Iron deficiency in CHF patients can manifest as either absolute iron deficiency (depleted iron stores) or functional iron deficiency (adequate iron stores that cannot be effectively mobilised) [6,7]. This creates a state where iron is unavailable for critical cellular processes despite being present in the body [8,9]. The prevailing consensus holds that iron deficiency, irrespective of anaemia, directly contributes to heart failure pathophysiology by impairing mitochondrial energy production, contributing to maladaptive cardiac remodelling, and activating inflammatory pathways that collectively reduce cardiac output [10].

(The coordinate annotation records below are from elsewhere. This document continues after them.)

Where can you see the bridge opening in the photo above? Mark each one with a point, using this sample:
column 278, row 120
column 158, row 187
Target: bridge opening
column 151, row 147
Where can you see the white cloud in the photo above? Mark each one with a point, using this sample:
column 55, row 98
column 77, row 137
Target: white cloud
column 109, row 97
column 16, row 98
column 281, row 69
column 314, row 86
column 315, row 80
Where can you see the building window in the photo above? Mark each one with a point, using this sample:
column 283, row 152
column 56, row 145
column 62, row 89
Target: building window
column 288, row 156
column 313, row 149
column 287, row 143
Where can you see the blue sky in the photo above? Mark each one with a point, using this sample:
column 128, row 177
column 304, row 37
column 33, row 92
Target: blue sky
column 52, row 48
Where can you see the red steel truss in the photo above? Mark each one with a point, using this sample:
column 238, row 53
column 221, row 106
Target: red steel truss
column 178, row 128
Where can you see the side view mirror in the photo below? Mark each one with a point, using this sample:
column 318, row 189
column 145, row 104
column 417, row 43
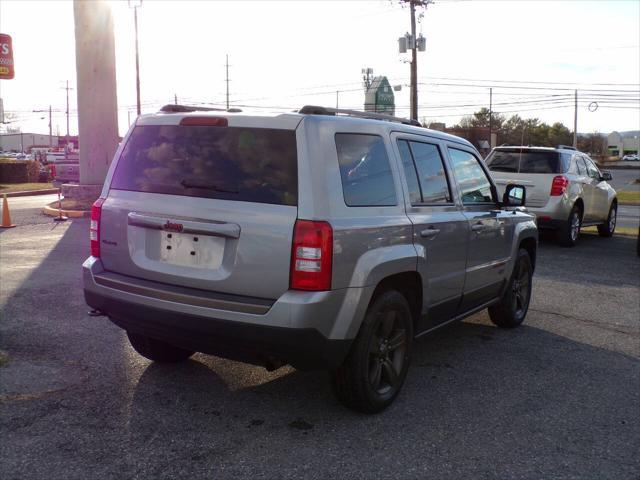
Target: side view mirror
column 514, row 196
column 605, row 177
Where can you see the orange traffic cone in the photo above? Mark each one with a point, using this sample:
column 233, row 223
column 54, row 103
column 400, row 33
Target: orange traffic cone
column 6, row 217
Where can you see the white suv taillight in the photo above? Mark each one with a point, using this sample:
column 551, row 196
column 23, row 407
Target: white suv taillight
column 311, row 256
column 94, row 228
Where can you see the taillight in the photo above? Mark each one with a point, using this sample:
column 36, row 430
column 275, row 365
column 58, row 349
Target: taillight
column 94, row 228
column 311, row 256
column 559, row 185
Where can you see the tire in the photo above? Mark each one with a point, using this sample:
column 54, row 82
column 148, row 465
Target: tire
column 607, row 229
column 512, row 308
column 157, row 350
column 568, row 234
column 375, row 368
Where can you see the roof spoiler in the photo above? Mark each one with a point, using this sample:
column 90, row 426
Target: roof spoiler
column 317, row 110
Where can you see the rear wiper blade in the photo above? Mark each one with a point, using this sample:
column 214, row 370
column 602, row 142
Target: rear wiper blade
column 206, row 186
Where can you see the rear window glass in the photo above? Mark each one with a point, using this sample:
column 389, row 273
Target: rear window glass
column 365, row 171
column 243, row 164
column 528, row 161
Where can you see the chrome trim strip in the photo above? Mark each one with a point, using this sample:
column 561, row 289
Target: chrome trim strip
column 218, row 229
column 111, row 281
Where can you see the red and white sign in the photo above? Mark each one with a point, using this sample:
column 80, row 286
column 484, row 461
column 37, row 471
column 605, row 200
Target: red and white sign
column 6, row 57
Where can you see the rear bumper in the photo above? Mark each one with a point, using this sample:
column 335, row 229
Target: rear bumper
column 308, row 330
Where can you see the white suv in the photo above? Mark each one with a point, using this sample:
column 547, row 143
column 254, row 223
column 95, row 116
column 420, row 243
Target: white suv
column 565, row 188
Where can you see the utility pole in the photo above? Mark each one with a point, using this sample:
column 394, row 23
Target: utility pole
column 67, row 112
column 227, row 80
column 414, row 65
column 50, row 129
column 490, row 117
column 135, row 25
column 575, row 122
column 50, row 124
column 415, row 44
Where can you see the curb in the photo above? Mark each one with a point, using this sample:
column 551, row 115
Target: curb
column 620, row 167
column 53, row 212
column 26, row 193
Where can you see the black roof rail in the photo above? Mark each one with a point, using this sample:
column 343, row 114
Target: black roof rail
column 316, row 110
column 173, row 108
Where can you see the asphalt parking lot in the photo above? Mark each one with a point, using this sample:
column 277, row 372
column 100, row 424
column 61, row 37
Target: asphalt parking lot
column 556, row 398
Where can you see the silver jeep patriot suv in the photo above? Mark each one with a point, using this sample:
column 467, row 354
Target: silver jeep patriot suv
column 325, row 239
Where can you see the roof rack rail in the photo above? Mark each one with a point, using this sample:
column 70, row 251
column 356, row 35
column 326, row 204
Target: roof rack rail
column 173, row 108
column 316, row 110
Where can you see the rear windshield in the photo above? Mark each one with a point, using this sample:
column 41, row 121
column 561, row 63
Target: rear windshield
column 244, row 164
column 525, row 161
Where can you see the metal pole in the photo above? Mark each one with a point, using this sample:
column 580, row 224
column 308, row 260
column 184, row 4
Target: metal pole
column 414, row 65
column 575, row 122
column 50, row 129
column 490, row 116
column 67, row 111
column 227, row 80
column 135, row 22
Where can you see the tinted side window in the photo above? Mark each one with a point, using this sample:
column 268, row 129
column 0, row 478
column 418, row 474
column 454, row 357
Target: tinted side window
column 540, row 162
column 364, row 170
column 592, row 169
column 504, row 161
column 433, row 179
column 242, row 164
column 415, row 196
column 474, row 185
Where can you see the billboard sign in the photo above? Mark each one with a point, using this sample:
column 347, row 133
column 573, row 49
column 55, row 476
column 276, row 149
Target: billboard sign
column 6, row 57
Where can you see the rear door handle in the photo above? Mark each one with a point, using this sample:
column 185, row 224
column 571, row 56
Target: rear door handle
column 429, row 232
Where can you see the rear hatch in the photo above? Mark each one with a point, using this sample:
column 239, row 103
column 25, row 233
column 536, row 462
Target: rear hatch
column 533, row 168
column 210, row 204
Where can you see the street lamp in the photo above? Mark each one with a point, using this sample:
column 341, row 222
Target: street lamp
column 135, row 4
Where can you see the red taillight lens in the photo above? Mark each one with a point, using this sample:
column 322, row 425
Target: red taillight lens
column 205, row 121
column 94, row 228
column 559, row 185
column 311, row 256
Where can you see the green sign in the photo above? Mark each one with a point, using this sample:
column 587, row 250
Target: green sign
column 379, row 97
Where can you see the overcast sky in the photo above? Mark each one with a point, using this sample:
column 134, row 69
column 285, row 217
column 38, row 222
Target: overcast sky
column 287, row 54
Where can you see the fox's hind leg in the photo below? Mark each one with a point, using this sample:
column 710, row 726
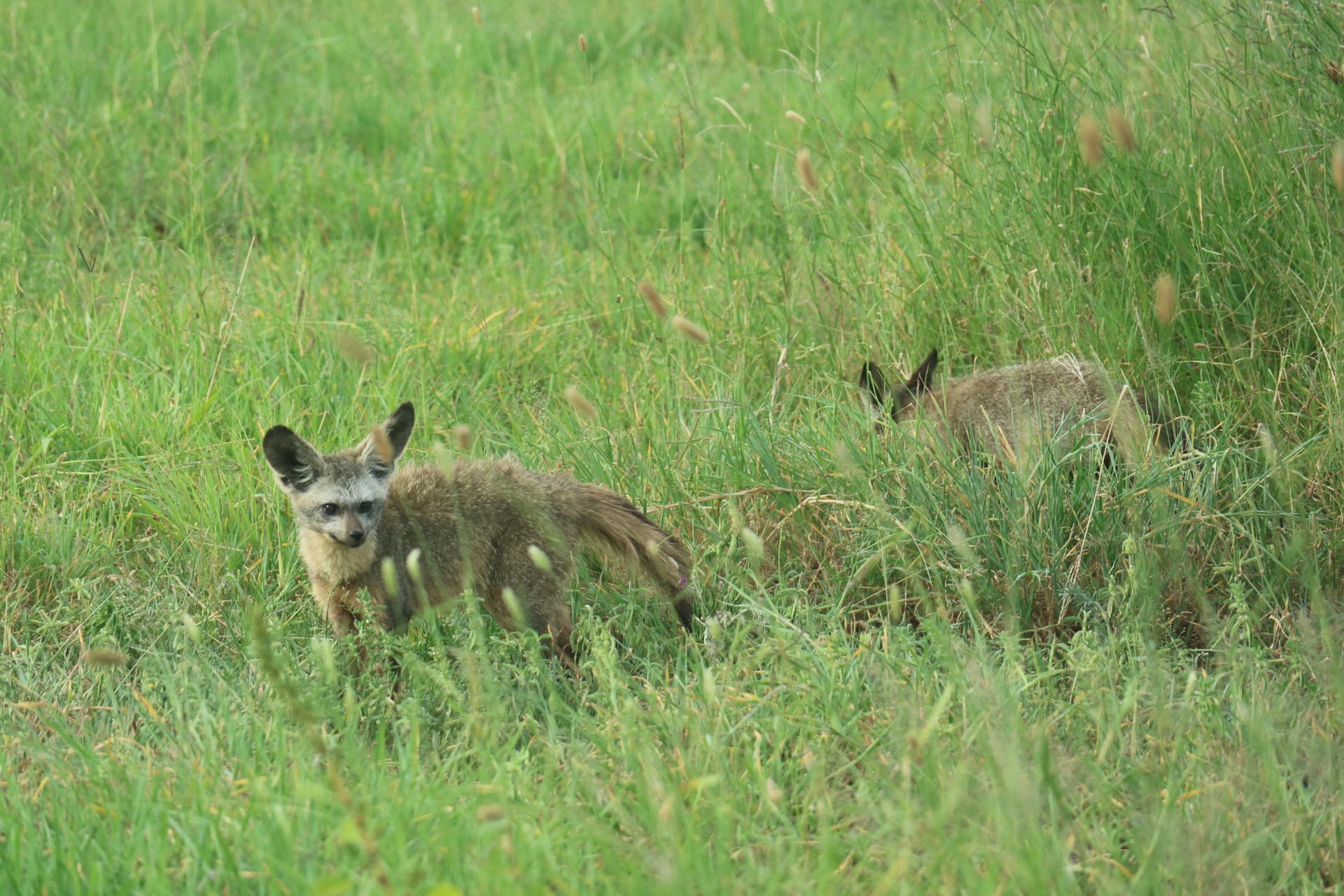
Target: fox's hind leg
column 534, row 598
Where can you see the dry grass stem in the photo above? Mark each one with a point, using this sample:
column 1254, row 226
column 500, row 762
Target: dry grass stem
column 1164, row 300
column 581, row 405
column 692, row 332
column 806, row 172
column 1089, row 140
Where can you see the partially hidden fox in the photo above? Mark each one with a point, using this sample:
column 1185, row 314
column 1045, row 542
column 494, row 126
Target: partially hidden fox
column 1004, row 409
column 381, row 542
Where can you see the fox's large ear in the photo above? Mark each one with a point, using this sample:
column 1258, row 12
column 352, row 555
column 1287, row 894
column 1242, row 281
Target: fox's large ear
column 295, row 461
column 398, row 428
column 873, row 382
column 918, row 381
column 386, row 442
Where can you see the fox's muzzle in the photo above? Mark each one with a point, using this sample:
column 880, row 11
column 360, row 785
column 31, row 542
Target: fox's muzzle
column 351, row 532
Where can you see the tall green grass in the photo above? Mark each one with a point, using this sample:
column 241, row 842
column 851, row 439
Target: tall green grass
column 937, row 673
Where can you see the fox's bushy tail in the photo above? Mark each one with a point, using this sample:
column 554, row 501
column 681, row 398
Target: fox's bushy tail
column 613, row 522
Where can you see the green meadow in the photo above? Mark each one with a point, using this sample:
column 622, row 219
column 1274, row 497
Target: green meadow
column 916, row 672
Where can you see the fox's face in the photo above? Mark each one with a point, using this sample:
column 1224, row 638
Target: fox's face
column 342, row 495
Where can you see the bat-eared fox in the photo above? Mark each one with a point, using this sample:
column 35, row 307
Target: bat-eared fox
column 1002, row 410
column 382, row 542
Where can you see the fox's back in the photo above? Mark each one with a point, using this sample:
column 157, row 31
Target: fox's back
column 1004, row 406
column 1053, row 390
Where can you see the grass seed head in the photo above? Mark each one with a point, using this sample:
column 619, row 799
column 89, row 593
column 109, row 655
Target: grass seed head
column 581, row 405
column 1089, row 140
column 105, row 657
column 692, row 332
column 753, row 543
column 652, row 298
column 806, row 172
column 1121, row 131
column 1164, row 300
column 539, row 558
column 354, row 349
column 984, row 127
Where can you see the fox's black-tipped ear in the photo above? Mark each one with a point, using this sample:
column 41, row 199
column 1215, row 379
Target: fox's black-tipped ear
column 295, row 461
column 386, row 442
column 918, row 381
column 398, row 428
column 873, row 382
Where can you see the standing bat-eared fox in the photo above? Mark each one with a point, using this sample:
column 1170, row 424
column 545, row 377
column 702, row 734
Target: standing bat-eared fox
column 512, row 531
column 1000, row 410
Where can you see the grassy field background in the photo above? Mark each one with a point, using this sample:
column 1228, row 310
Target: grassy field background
column 936, row 676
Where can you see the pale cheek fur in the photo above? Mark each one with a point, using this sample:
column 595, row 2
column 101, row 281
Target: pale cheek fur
column 335, row 562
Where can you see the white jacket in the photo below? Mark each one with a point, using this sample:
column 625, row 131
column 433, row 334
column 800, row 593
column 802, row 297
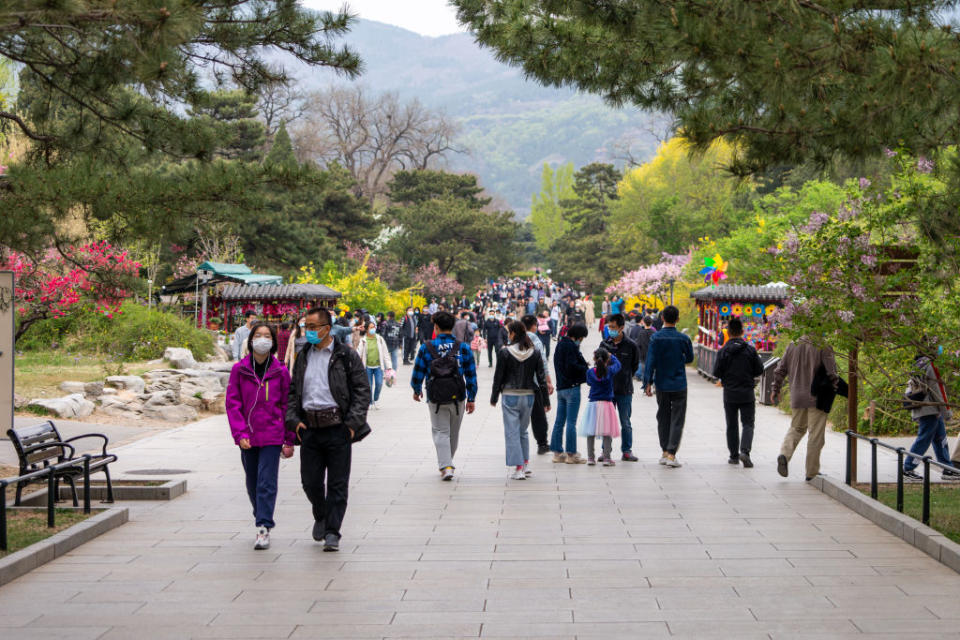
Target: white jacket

Multiple large-scale trials and meta-analyses have consistently highlighted the clinical benefits of correcting iron deficiency in CHF. In particular, intravenous (IV) iron supplementation has been shown to alleviate symptoms, improve exercise capacity, and reduce heart failure–related hospitalisations [4,11,12,13,14]. Observational and randomised evidence further indicate that these advantages extend beyond anaemic patients to those with normal haemoglobin levels but low TSAT (<20%), which nonetheless signals depleted functional iron stores. This reflects the necessity of targeting iron deficiency, guided by iron parameters like TSAT and ferritin, as a central therapeutic strategy in heart failure, rather than relying on haemoglobin levels to dictate treatment decisions.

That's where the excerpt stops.